The argument is that this expands the pool of available capital which can be deployed in a trust-minimized way to secure bitcoin’s future, and a side-effect is that we get a glimpse into the Bitcoin (via BMAX) network’s collective time preference.
Naturally, no hodler should bet their whole stack on the future of Bitcoin via BMAX, but hodlers who are willing to allocate a marginal portion of their stack towards “risk,” and who have been extremely hesitant to do so (because moving their precious sats in/out of centralized exchanges or buying equity of various supposedly bitcoin-aligned, yet ultimately traditional, companies, comes with a whole host of headaches that is hard to justify) may find solace here.

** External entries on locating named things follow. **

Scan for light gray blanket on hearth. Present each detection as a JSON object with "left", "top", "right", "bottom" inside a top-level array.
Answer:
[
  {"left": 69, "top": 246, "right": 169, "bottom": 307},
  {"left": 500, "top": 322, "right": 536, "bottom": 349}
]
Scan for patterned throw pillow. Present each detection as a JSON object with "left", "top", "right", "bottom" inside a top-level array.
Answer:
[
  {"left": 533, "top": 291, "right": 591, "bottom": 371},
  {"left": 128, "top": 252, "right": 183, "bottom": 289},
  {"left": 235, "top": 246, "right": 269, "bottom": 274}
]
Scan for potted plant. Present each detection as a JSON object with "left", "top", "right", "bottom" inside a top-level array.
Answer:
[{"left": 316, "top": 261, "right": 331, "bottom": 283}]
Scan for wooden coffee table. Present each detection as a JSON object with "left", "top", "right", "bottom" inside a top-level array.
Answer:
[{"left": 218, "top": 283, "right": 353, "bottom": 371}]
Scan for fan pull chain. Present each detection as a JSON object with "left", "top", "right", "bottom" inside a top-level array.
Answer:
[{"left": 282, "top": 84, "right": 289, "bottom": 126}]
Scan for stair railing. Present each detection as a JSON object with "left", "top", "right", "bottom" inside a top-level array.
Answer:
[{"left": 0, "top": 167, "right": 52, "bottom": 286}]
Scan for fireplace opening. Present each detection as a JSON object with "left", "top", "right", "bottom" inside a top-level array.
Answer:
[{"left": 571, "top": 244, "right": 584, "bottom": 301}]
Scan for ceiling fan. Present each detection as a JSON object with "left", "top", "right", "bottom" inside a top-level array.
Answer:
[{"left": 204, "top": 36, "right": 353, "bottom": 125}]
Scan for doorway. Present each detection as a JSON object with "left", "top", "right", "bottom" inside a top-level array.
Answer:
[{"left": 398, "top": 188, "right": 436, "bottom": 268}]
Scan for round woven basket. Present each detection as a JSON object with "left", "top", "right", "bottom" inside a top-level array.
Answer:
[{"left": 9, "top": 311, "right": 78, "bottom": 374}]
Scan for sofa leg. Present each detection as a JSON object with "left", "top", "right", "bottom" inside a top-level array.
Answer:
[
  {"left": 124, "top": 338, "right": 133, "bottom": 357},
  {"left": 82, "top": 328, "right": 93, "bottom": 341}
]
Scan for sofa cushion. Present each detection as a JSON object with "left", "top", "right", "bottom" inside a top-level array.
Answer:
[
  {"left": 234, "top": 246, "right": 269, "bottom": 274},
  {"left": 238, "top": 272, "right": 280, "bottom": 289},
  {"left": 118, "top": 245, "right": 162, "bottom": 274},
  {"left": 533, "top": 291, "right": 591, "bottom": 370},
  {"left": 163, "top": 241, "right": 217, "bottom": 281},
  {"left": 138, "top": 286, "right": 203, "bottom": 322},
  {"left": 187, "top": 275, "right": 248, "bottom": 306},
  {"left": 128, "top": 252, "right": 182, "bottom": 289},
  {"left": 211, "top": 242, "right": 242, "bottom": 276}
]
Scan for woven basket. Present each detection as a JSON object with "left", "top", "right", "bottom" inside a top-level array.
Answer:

I suppose that if BMAX were to exist and never manages to contribute more than a de minimus portion of Bitcoin’s work, then there is also a signal there too, albeit, a more sad one. In such a case, we can partially conclude:
- BMAX is perceived to be too risky relative to Bitcoin itself (despite the well-intended attempts of the BMAX designer(s) to keep it as bitcoin-aligned, and protocol-risk-minimized as possible), in which case perhaps a better BMAXv2,3,4 can be created to try to overcome those issues.
- or the collective desire for Bitcoin to stand on its own as a self-consistent global money without central authorities has diminished so much that it has been, for all intents and purposes, “captured” by the now-traditional high finance world of trust and custody that Bitcoin was created to obviate.
Your opinion, and others on this forum, is very valuable! Thank you for taking the time to provide it.